The United States closed out 2025 with a trade deficit of $901.5 billion — essentially unchanged from the year before and one of the largest on record — a result that arrives after a year defined by the most aggressive American tariff policy in decades.

The Commerce Department's Bureau of Economic Analysis and the U.S. Census Bureau released the figures on February 19, a report that had been delayed by a federal government shutdown. The bottom line was straightforward: the combined goods and services deficit shrank by just $2.1 billion from 2024's $903.5 billion, a reduction of 0.2 percent that economists were quick to describe as negligible.

Exports rose 6.2 percent to $3.43 trillion. Imports grew 4.8 percent to $4.33 trillion. The gap between the two remained vast.

The Goods Deficit Hits a Record

Buried within that headline figure is a more striking number. The deficit in goods trade alone — the segment that has been the central target of the Trump administration's tariff push — widened to a record $1.24 trillion, up 2.1 percent from 2024.
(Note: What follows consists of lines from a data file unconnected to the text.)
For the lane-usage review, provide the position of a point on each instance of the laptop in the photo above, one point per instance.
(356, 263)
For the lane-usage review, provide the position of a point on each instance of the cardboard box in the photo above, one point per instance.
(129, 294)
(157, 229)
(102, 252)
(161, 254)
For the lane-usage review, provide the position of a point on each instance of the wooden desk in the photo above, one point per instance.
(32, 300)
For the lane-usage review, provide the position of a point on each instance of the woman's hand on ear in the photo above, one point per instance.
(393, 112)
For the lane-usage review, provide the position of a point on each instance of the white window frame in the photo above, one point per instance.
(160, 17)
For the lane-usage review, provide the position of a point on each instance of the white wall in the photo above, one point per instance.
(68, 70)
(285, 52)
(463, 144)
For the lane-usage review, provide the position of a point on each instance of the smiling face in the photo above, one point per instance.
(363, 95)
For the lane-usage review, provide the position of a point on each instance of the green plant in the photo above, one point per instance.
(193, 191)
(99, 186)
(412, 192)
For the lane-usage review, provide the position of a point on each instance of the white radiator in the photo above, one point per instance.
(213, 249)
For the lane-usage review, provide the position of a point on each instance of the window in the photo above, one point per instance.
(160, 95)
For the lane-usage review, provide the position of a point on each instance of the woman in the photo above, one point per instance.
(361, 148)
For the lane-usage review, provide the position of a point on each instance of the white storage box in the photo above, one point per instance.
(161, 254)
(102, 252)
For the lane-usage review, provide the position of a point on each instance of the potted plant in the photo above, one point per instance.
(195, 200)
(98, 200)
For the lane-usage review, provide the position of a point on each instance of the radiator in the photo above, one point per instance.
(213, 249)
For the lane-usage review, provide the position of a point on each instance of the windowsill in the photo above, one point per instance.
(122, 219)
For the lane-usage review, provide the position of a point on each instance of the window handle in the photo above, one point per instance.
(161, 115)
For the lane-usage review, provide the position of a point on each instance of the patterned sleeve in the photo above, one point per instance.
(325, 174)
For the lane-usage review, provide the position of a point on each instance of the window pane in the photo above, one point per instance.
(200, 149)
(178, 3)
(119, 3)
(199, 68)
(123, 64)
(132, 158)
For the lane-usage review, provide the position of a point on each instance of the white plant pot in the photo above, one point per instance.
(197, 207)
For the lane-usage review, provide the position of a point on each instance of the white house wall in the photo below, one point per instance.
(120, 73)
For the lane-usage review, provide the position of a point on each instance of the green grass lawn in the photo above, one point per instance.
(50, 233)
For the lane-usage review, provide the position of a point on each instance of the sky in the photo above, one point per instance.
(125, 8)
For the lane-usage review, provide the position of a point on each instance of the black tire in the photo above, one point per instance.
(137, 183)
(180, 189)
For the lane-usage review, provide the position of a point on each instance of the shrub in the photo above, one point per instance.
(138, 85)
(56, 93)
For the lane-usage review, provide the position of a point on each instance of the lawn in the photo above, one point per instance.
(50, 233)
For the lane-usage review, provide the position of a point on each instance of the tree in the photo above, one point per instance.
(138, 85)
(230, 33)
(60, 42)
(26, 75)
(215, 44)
Much of that increase traces back to a surge in technology imports. American companies spent heavily on computers, computer accessories, and telecommunications equipment, much of it sourced from Asia to support a national build-out of artificial intelligence infrastructure. Capital goods imports rose $165.9 billion for the year, the single largest category driving the increase.

The services trade offered a counterweight. The U.S. surplus in services — covering areas like financial products, travel, and intellectual property licensing — grew to $339.4 billion, up from $311.8 billion the prior year, and helped hold the combined deficit roughly flat.
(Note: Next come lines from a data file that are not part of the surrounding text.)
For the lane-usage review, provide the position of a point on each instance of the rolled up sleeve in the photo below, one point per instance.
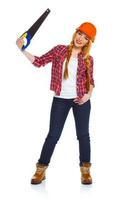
(92, 82)
(45, 58)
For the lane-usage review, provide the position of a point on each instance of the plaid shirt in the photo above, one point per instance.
(57, 56)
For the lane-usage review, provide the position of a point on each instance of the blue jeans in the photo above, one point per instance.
(59, 112)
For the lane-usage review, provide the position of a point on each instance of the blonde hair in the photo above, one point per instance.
(86, 56)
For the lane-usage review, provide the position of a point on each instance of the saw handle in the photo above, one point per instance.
(26, 36)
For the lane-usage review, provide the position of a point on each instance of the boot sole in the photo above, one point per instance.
(37, 182)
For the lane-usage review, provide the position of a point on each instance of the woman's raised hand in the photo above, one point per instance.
(20, 43)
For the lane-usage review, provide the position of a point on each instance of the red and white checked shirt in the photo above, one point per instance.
(57, 55)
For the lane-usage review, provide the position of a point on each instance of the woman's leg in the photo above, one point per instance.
(81, 116)
(59, 111)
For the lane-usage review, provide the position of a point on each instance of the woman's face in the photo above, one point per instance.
(80, 39)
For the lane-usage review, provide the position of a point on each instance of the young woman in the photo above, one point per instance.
(72, 82)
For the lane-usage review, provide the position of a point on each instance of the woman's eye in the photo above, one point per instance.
(79, 33)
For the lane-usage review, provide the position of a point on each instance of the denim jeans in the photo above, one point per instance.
(59, 112)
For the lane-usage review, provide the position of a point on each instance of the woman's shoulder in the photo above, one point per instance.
(61, 46)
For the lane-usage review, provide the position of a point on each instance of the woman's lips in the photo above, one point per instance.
(78, 42)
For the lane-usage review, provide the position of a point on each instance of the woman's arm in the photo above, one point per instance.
(29, 56)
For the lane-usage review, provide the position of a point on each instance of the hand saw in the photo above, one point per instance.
(28, 35)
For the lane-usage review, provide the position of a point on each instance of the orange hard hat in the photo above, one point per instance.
(89, 29)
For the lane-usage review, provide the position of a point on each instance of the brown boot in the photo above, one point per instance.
(39, 175)
(85, 173)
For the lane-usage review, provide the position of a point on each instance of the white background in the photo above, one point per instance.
(25, 102)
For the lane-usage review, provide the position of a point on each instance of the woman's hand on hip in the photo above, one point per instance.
(82, 100)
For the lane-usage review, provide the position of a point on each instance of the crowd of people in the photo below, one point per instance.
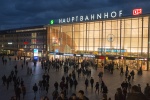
(69, 81)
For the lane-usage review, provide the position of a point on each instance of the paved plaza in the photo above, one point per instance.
(112, 81)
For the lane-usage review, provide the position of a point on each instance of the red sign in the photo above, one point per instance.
(137, 11)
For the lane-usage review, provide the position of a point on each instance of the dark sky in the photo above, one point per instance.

Tariffs Redirected Trade Without Reducing It

When President Trump announced sweeping tariffs across nearly all U.S. trading partners in April 2025, the stated objectives included narrowing trade imbalances and pushing manufacturing back onto American soil. The year-end data tells a more complicated story.
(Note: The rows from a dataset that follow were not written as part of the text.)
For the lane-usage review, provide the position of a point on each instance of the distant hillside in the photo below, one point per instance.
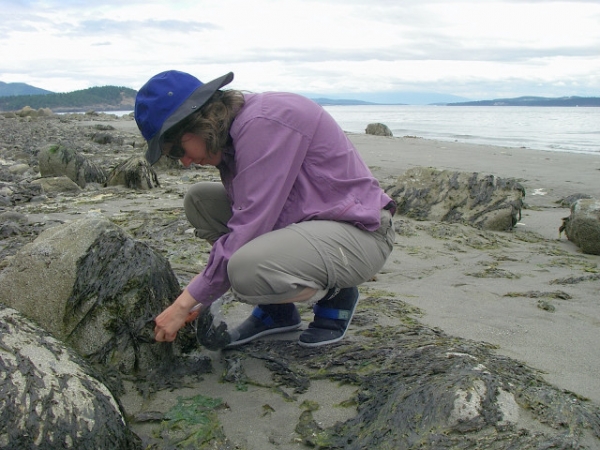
(534, 101)
(8, 89)
(97, 98)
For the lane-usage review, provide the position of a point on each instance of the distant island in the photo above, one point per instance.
(105, 98)
(534, 101)
(15, 96)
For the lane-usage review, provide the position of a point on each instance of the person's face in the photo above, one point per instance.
(191, 149)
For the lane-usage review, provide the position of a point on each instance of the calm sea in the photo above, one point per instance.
(557, 129)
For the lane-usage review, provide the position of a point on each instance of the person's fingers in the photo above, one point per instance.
(192, 316)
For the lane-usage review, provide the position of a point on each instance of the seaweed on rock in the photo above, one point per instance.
(420, 388)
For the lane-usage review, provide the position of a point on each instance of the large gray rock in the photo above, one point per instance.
(51, 398)
(97, 289)
(53, 185)
(56, 161)
(484, 201)
(378, 129)
(134, 173)
(582, 227)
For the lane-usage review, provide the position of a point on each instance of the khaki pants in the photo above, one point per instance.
(276, 266)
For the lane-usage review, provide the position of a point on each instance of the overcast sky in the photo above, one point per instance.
(477, 49)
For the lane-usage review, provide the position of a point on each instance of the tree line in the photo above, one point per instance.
(104, 97)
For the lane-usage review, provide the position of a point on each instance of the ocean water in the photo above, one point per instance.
(541, 128)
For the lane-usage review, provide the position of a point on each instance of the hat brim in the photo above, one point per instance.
(192, 104)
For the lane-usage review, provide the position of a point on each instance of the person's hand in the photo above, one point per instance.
(172, 319)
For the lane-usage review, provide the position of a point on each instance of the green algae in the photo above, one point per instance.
(193, 423)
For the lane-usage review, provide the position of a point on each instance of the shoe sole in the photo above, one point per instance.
(331, 341)
(264, 333)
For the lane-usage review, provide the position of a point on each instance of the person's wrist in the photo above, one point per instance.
(185, 301)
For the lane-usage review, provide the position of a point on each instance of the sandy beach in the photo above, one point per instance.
(444, 277)
(563, 343)
(529, 293)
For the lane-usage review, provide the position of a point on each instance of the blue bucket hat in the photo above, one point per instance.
(168, 98)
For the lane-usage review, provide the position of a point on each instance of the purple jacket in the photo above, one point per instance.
(290, 162)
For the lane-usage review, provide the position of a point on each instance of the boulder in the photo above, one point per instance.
(378, 129)
(56, 161)
(582, 227)
(97, 289)
(134, 173)
(484, 201)
(51, 398)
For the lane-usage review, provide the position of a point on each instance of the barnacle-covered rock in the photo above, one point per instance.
(94, 287)
(51, 397)
(484, 201)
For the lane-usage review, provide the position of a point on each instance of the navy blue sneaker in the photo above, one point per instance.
(333, 315)
(265, 320)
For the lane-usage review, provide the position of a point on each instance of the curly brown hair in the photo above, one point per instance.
(211, 122)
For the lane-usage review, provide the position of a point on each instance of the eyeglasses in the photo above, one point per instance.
(175, 152)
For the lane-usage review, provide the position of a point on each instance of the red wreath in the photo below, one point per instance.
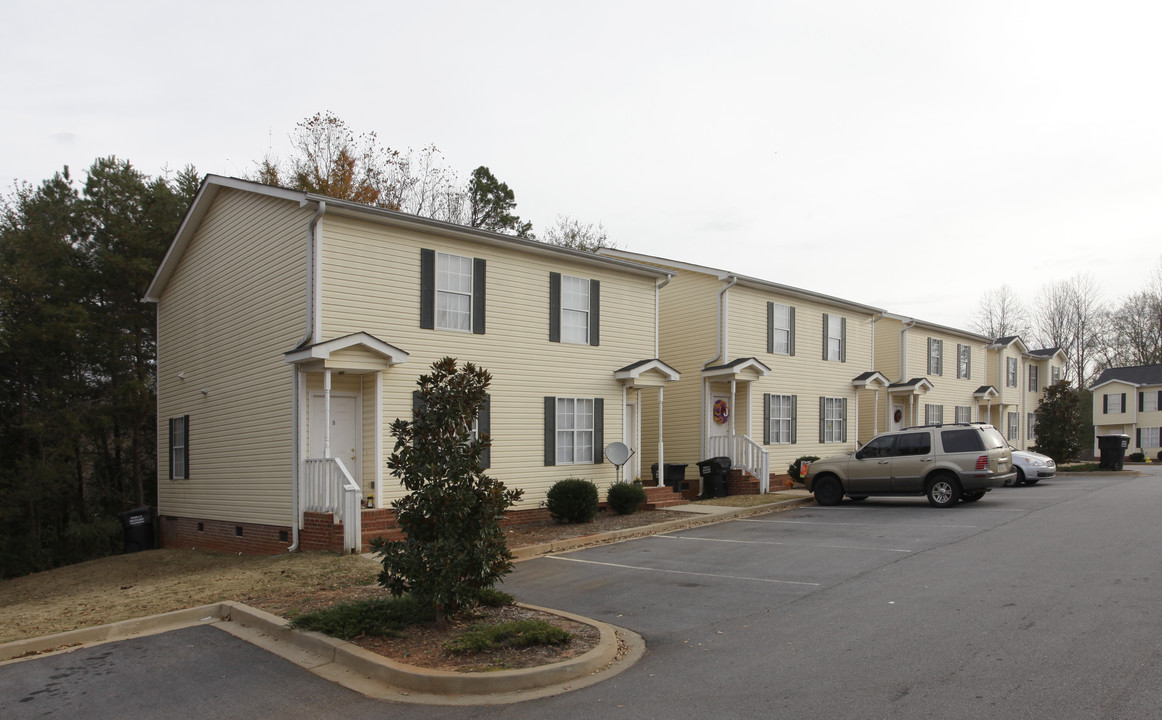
(722, 412)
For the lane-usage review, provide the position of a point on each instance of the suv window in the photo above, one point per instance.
(916, 444)
(883, 446)
(962, 440)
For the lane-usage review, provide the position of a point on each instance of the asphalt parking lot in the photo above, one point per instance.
(1037, 602)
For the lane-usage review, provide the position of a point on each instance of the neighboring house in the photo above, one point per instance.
(1020, 375)
(1128, 401)
(768, 372)
(292, 329)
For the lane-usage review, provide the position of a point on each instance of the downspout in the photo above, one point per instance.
(658, 312)
(308, 337)
(722, 352)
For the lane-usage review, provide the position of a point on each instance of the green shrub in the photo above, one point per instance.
(517, 634)
(795, 468)
(374, 617)
(625, 497)
(573, 499)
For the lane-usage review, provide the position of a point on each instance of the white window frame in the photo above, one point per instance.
(574, 439)
(1154, 434)
(963, 361)
(834, 338)
(781, 330)
(451, 295)
(933, 414)
(781, 419)
(574, 310)
(179, 438)
(833, 419)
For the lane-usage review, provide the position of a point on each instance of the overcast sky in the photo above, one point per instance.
(906, 155)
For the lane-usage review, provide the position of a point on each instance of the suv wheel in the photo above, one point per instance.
(944, 491)
(827, 490)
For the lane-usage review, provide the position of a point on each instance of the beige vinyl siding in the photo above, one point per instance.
(231, 309)
(688, 330)
(371, 283)
(805, 374)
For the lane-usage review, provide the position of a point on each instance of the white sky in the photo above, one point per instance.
(906, 155)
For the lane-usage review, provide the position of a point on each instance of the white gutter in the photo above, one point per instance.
(719, 357)
(309, 336)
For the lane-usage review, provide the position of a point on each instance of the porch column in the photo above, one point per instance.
(327, 412)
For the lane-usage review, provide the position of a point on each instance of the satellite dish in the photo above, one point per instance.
(618, 453)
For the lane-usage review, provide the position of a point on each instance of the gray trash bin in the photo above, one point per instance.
(1113, 451)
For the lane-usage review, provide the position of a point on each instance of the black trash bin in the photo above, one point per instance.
(714, 473)
(1113, 451)
(137, 525)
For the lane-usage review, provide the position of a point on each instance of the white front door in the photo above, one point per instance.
(897, 417)
(344, 430)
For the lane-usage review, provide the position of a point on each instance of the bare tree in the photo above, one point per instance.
(572, 232)
(1001, 314)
The goods deficit with China fell sharply — down 31.6 percent to $202.1 billion, from $295.5 billion in 2024 — as American importers cut purchases and shifted supply chains. But that trade didn't disappear. It moved.

The goods deficit with Vietnam expanded 44 percent to $178.2 billion. The deficit with Taiwan more than doubled to $146.8 billion, driven by the same AI-related demand for chips and computing hardware that had previously run through Chinese suppliers. Record bilateral goods deficits were also posted with Mexico, Ireland, Thailand, and India.

Chad Bown of the Peterson Institute for International Economics put it plainly: "There just isn't any evidence out there in the economic research literature to suggest that tariffs have materially impacted trade deficits historically when countries have implemented them."

Factory employment in the U.S. declined by 83,000 jobs between January 2025 and January 2026, according to the Reuters report on the data.

December's Numbers Add Complications

The monthly figures for December added their own wrinkle. The trade deficit jumped 32.6 percent in that one month to $70.3 billion, well above the $55.5 billion consensus estimate among Wall Street economists. Imports climbed to $357.6 billion while exports fell to $287.3 billion.

The Atlanta Federal Reserve, responding to the release, trimmed its fourth-quarter GDP growth estimate from 3.6 percent to 3.0 percent annualized. The surge in December imports was largely driven by industrial supplies and capital goods rather than consumer purchases, which economists noted should translate into stronger business investment figures down the line.

Who Is Paying for the Tariffs

The question of who actually absorbs the cost of import taxes has been contested throughout the year. Researchers at the Federal Reserve Bank of New York estimated in February that U.S. firms and consumers bear approximately 86 percent of tariff costs, with foreign exporters covering the remainder. The White House rejected that conclusion sharply. National Economic Council Director Kevin Hassett called the paper the worst he had seen "in the history of the Federal Reserve System" and suggested its authors should face professional consequences.

Separate research from the JPMorganChase Institute found that tariffs paid by midsized American firms tripled in 2025. Those businesses, which employ roughly 48 million workers collectively, responded by raising prices, pulling back on hiring, or accepting reduced margins.

The average U.S. tariff rate rose from around 2.3 percent when Trump took office to 13 percent by year-end, according to the Yale Budget Lab. Consumer prices are estimated to be roughly 0.8 percentage points higher than they otherwise would have been. The federal government collected nearly $100 billion in tariff revenue over the course of the fiscal year, exceeding total collections from the prior year.

The Supreme Court has since weighed in on the legal basis for the tariffs, with the administration signaling it will turn to alternative authorities to pursue its broader trade objectives.